Chapter 11

6.1K 554 38
                                    

Mobil Elora berhenti di depan rumahnya tepat pukul tiga dini hari. Setelah kejadian tersebut, Elora merasa sangat terpukul. Dia melampiaskan isi hatinya dengan berkendara di tengah jalan dengan kecepatan yang tidak biasa. Hingga dia kembali pulang setelah dia merasa cukup tenang. Air matanya sudah mulai kering. Dia lelah menangis.

Tiba di ruang tamu, Elora cukup terkejut melihat Malik dan Wilda sedang duduk di sofa. Keduanya langsung berdiri setelah melihat kehadiran Elora. Mata Elora kembali berair membayangkan jika Ibu dan kekasihnya itu sudah menontonnya di televisi beberapa saat yang lalu.

"El." Wilda berucap pelan.

"Maafkan aku." Air mata Elora kembali turun. Wilda mendekatinya, memberi pelukan yang sedikit mampu mengobati kesedihan Elora. "Elora hanya ingin menolong. Itu saja, Bu."

Wilda mengangguk lalu menghapus air matanya sendiri karena rasa bangga terhadap puterinya itu. Walau di lubuk hati dia sangat tidak rela jika setelah ini akan ada banyak orang yang salah sangka terhadap anak perempuan kesayangannya itu.

Tatapan Wilda beralih pada Maik yang berdiri disebelahnya kemudian dia kembali menatap Elora, "Malik sudah lama menunggumu."

Elora mengangguk lalu berjalan mendekati kekasihnya itu. Tersirat kekecewaan besar pada tatapan Malik. Elora tidak tahu harus melakukan apa selain menangis.

"Malik,"

"Kita perlu bicara, El."

Mendapat persetujuan dari Wilda, Elora berjalan menuju kamarnya dengan langkah pelan. Malik yang biasanya akan berjalan di sampingnya sambil menggenggam tangannya kini lebih memilik untuk berjalan di belakang Elora dengan jarak yang cukup jauh.

Kamar bernuansa peach itu berubah sesak. Malik hanya diam, tidak melontarkan sepatah kata pun. Elora tahu jika Malik sangat marah atas apa yang sudah dia perbuat dan dia tidak tahu lagi bagaimana cara untuk membela diri. Keputusannya memang salah.

"Malik, aku minta maaf."

Malik menatap kedua mata Elora yang sembab, "Aku tidak pernah melarangmu untuk melakukan apapun yang kau mau. Aku selalu percaya jika kau bisa mengambil keputusan yang benar. Namun ini balasanmu atas rasa kepercayaanku terhadapmu selama ini."

"Malik.."

"Kenapa kau melakukannya, El?"

"Aku bingung." Elora menghembuskan napasnya berat, "Hanya itu yang terlintas dipikiranku."

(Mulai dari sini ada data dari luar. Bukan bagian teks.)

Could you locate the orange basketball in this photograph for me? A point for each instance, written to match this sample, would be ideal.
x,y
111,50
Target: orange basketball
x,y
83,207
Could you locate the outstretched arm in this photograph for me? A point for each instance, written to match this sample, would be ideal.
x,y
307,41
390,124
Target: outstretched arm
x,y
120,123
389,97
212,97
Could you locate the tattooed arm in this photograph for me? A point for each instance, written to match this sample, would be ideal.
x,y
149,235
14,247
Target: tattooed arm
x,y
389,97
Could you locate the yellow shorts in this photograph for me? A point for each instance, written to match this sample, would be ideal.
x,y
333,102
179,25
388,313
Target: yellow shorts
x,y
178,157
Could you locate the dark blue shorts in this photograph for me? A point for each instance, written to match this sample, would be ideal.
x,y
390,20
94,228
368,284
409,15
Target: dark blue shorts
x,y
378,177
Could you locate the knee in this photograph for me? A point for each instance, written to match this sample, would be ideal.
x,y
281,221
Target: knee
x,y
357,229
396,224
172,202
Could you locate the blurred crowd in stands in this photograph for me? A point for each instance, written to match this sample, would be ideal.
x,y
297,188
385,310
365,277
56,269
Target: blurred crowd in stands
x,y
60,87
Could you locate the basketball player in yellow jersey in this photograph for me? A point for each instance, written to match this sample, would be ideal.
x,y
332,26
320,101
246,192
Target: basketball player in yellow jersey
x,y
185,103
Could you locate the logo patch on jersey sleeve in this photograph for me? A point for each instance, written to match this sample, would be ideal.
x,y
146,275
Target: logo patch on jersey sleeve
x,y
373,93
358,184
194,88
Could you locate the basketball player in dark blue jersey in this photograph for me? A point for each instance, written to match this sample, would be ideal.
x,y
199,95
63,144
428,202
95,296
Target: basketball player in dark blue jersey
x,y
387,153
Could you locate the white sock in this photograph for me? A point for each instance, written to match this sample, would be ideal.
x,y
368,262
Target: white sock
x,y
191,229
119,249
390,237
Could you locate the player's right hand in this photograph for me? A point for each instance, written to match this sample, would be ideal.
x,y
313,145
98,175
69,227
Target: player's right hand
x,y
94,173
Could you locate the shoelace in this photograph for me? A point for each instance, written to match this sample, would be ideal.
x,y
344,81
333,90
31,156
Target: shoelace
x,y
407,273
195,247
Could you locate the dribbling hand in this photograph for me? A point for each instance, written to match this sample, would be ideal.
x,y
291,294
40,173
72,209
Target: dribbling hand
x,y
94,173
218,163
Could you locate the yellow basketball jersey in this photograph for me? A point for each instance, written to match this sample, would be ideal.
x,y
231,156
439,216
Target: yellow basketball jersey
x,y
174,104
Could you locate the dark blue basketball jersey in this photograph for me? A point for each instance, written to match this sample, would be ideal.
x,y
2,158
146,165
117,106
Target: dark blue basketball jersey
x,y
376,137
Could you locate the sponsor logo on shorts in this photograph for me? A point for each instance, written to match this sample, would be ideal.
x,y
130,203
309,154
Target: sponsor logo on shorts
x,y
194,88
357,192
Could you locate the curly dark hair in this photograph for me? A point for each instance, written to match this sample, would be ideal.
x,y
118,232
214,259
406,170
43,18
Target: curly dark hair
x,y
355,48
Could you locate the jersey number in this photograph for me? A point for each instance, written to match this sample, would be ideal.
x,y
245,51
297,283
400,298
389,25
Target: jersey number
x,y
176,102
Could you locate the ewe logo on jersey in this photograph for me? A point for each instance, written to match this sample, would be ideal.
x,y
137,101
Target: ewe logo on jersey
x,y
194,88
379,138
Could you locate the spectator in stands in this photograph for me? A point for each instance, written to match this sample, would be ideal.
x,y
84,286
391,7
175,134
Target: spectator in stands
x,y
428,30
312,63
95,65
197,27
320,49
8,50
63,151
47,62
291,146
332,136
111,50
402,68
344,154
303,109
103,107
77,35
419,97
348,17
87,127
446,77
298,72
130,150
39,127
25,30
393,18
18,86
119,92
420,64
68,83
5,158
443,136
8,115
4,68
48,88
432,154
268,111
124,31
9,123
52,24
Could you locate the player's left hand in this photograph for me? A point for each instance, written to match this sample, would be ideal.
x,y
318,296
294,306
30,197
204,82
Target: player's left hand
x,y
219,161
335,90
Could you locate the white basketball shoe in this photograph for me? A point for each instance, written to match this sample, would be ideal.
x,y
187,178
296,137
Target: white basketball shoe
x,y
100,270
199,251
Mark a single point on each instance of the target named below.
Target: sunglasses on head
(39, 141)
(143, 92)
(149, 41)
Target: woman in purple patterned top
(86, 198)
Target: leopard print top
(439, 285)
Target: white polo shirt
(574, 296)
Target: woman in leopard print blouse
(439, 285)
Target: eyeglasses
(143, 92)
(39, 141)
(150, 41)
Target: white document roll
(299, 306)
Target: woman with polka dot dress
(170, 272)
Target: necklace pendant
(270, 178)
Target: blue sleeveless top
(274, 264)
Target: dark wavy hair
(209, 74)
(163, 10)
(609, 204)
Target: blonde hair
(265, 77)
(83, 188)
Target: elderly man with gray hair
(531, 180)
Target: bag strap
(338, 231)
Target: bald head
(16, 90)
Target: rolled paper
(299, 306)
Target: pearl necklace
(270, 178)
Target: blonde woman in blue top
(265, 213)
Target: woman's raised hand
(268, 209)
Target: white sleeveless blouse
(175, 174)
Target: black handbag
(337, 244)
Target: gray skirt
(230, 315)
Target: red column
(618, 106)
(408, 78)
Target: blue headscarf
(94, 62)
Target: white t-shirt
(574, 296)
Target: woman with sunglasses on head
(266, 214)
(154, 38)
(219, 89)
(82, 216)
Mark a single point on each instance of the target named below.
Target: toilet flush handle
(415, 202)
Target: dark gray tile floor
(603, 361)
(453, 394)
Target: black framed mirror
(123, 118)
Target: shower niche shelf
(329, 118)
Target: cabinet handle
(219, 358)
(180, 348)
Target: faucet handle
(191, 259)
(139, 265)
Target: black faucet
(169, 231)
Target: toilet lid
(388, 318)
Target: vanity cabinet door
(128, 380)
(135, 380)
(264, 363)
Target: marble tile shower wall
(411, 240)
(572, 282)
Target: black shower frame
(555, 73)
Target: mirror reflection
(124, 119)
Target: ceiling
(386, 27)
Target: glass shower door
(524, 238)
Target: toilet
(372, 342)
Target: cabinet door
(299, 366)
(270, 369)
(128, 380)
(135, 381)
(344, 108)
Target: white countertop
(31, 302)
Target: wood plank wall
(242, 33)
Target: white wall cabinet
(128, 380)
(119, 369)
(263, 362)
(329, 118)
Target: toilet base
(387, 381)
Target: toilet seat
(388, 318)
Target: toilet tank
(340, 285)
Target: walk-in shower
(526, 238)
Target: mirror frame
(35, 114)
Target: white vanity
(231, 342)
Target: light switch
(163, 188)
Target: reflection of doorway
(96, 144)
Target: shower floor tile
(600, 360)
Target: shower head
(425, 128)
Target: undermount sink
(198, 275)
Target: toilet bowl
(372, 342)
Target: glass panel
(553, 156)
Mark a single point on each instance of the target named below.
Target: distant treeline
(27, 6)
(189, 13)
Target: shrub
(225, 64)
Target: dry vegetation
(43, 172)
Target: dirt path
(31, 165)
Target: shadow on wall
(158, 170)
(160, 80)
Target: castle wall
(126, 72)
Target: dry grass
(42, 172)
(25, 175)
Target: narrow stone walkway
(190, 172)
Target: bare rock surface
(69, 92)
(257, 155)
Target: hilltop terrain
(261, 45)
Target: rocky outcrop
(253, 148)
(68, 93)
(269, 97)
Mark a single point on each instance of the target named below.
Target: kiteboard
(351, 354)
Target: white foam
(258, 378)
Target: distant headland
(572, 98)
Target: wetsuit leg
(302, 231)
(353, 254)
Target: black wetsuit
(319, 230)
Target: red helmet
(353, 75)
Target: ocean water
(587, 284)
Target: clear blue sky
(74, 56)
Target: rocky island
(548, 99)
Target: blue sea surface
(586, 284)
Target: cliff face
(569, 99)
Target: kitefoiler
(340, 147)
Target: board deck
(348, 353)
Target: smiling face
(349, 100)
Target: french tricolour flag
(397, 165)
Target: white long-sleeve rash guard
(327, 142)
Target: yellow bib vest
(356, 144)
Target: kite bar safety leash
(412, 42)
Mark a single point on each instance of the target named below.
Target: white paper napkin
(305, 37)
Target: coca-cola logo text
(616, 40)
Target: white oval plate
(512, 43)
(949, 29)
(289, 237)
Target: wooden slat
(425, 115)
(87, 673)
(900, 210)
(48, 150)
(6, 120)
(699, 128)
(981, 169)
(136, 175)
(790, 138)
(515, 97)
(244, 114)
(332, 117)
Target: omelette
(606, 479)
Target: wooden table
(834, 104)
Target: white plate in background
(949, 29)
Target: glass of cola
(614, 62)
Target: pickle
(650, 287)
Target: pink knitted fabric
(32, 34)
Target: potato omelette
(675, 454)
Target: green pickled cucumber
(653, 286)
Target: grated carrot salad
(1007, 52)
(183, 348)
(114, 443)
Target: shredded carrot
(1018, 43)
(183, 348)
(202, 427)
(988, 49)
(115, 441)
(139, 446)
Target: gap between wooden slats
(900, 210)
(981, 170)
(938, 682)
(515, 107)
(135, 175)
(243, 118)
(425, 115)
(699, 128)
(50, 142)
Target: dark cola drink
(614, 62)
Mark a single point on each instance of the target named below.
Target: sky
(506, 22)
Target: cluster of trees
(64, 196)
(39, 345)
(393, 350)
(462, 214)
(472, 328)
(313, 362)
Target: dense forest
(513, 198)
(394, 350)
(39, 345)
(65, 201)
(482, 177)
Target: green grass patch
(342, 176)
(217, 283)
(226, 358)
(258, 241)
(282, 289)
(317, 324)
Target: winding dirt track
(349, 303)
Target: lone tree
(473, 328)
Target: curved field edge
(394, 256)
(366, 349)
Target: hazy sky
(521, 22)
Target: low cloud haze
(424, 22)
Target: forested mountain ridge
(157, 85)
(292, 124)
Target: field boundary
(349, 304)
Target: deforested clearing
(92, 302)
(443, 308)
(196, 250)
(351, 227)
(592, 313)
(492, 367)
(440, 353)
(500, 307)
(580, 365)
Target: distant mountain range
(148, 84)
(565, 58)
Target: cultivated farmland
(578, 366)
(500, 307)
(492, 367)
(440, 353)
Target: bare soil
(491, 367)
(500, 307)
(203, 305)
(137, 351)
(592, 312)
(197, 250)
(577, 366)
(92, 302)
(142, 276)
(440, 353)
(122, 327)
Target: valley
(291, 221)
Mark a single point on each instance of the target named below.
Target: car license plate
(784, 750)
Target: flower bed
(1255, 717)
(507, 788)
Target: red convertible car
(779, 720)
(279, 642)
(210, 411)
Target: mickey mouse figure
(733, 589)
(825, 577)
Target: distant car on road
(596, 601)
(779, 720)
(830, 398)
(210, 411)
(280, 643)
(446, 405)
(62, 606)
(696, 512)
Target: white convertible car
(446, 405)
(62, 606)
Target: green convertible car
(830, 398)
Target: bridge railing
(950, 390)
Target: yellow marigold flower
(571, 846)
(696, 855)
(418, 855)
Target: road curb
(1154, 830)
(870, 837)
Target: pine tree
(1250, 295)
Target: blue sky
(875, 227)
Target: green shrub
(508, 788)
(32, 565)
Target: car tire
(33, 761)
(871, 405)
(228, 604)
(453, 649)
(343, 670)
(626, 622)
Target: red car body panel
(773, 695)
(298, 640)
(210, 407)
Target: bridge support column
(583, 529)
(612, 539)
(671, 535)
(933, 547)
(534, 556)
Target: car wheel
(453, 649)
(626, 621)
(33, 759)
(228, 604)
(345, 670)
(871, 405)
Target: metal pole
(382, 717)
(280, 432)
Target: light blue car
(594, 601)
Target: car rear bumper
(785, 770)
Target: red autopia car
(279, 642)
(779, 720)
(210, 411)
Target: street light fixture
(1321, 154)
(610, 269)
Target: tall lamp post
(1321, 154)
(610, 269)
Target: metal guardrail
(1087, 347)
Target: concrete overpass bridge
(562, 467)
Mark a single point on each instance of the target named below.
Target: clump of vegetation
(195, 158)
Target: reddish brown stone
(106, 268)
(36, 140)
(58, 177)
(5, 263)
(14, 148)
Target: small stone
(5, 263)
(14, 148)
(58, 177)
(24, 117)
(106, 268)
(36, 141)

"Kau boleh menolong orang lain tapi tidak dengan mengorbankan dirimu sendiri."

"Aku hanya tidak ingin Edward semakin tertekan bila harus mendekam di penjara."

"Dengan mengatakan jika kau adalah pemakai obat-obatan terlarang itu?" Malik maju satu langkah dengan wajah marah, "El, keputusan yang kau ambil akan menghancurkan karir yang sudah susah payah kau bangun selama ini."

"Aku tahu." Elora berlutut sambil mengacak-acak rambutnya frustasi. Dia menangis sejadi-jadinya di hadapan Malik, "Aku salah, Malik. Aku tahu tapi hanya ini yang bisa aku lakukan untuk menolong pasienku. Aku sudah gagal, aku bukan seorang psikiater yang baik."

Malik yang merasa iba melihat Elora seperti itu pun ikut berlutut. Meletakan kedua tangannya di bahu Elora sebelum menarik gadis itu ke dalam pelukannya. Selama Malik mengenal Elora dia tidak pernah melihat gadisnya serapuh ini. Mengetahui jika Edward alasan dibalik ini semua tentu membuat Malik sangat marah.

"Keputusanku memang salah. Kau pantas marah, aku bodoh sekali."

"El, aku memang marah. Aku sangat marah pada diriku sendiri karena tidak bisa melindungimu. Seharusnya aku tidak membiarkan dia membawamu pergi. Kau jawab aku dengan jujur, apa Edward menyakitimu?"